Scheduler
A scheduler is something that schedules the tasks graph on parallel hardware. There are two types of scheduler,
- Single machine
- Distributed scheduler
Single machine
Single machine scheduler uses machines threads and processes.
dask.config.set(scheduler="processes") # it uses multiprocessing scheduler inside single machine
dask.config.set(scheduler="threads")
Above configs are set globally. However, they can be used with context manager.
with dask.config.set(scheduler="threads"):
d.compute()
While calling compute
, we can provide scheduler.
d.compute(scheduler="processes")
Local threads
Easy to setup scheduler that works well with simple computations. It provides good concurrency when used with numerical computing libraries such as numpy arrays etc. This is because python has this GIL problem which locks the python interpreter when one thread is in the execution.
Local Processes
To overcome the limitations of threading scheduler, we can use this scheduler where multiple processes are utilized by dask for the computations.
This scheduler is good when the workflow is linear as there is less transmission of data between processes.
Synchronous
Single threaded scheduler with no concurrency/parallelism.

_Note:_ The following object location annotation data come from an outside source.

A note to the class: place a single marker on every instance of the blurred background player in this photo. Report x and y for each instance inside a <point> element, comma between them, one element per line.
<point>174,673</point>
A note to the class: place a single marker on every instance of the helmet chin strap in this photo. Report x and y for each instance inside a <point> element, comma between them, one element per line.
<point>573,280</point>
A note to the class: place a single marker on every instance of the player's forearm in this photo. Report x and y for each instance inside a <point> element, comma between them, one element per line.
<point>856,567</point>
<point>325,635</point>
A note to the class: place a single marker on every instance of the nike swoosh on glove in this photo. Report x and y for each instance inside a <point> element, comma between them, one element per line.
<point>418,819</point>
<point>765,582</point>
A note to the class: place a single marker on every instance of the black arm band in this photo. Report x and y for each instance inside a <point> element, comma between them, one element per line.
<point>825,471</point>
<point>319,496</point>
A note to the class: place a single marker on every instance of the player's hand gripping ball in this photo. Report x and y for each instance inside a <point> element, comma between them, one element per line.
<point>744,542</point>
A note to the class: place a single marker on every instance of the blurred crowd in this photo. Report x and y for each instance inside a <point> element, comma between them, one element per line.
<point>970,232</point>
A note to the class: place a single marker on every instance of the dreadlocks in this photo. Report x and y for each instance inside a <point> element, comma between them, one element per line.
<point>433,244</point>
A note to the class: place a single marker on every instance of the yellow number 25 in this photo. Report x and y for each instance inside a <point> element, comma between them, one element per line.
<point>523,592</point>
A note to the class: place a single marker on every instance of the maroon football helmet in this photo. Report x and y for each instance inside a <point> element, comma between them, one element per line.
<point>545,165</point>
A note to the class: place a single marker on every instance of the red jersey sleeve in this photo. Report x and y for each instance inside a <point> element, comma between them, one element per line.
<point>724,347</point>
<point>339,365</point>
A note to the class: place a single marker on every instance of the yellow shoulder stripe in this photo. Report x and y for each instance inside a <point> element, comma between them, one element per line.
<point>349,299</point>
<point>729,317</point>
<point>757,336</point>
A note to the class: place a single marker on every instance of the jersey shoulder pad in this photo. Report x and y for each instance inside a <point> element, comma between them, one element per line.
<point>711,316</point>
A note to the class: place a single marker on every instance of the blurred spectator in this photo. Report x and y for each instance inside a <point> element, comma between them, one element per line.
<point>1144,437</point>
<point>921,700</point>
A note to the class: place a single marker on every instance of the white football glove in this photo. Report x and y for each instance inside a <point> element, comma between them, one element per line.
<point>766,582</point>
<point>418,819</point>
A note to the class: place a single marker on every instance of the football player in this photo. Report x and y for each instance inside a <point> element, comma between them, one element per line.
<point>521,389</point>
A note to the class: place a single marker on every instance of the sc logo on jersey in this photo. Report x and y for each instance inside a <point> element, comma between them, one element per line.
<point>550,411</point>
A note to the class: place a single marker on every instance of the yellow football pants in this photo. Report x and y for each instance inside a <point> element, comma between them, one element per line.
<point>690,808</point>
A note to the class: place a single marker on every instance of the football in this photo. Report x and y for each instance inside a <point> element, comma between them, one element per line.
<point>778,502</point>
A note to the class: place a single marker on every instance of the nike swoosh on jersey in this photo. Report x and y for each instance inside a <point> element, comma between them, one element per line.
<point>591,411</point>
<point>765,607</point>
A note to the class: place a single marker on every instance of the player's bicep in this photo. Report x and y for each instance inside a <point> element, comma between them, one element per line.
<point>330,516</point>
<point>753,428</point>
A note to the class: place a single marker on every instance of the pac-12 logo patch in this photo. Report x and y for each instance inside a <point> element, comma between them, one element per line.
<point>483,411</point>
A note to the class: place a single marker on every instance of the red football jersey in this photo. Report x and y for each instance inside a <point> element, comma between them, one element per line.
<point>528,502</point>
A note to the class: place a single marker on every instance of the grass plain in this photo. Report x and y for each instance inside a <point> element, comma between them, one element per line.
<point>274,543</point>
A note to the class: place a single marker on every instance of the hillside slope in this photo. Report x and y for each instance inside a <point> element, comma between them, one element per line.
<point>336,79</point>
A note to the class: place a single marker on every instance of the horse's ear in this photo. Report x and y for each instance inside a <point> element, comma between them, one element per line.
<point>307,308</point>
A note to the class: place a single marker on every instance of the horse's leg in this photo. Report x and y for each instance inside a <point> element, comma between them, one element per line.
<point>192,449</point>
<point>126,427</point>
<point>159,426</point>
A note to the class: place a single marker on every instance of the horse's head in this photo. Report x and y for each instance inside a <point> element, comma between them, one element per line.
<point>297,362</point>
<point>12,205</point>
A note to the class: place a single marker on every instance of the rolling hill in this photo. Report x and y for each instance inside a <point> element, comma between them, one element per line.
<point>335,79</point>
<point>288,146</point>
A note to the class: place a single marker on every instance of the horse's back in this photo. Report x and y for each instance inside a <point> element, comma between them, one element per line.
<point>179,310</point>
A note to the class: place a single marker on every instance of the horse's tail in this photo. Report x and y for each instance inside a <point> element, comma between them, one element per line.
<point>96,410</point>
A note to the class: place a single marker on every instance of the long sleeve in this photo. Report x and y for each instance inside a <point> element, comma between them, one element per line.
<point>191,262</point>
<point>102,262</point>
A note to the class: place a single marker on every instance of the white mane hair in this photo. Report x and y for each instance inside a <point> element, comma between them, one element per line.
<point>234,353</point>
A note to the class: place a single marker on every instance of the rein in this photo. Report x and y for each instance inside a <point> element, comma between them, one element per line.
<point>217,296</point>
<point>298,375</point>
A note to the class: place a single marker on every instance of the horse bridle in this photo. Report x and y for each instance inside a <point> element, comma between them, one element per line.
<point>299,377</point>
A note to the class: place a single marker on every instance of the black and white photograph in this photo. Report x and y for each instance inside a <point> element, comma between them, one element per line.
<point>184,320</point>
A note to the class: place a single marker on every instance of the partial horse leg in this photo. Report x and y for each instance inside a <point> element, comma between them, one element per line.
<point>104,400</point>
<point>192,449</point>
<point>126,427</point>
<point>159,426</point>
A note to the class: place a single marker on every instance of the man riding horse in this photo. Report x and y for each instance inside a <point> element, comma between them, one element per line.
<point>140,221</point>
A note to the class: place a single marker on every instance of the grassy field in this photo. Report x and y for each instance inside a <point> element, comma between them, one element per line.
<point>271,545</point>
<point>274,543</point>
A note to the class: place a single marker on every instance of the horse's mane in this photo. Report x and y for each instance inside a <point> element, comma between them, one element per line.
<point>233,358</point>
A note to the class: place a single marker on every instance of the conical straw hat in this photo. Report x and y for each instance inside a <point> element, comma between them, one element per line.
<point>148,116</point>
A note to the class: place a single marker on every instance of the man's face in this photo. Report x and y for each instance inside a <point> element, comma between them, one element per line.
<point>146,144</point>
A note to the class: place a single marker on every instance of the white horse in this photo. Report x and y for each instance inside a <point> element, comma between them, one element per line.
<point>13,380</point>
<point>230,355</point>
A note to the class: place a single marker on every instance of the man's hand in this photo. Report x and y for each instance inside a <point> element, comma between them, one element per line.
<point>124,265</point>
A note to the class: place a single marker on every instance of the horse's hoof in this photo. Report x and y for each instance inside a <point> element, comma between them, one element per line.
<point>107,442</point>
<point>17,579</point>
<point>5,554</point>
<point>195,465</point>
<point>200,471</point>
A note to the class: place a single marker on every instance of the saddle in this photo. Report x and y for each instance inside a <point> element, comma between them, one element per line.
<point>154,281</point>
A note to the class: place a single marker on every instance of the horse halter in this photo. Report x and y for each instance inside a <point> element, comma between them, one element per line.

It is good for debugging and profiling.
dask.config.set(scheduler="synchronous")
Note
While creating a local cluster with multiprocessing should be enclosed in
if __name__ == "__main__"
because it will create multiple clients while loading the same script for spawning the sub processes.
if __name__ == "__main__":
from dask.distributed import Client
client = Client()
Distributed Scheduler
Distributed scheduler uses workers to schedule the job on. It can be setup on local single machine or a multi node cluster.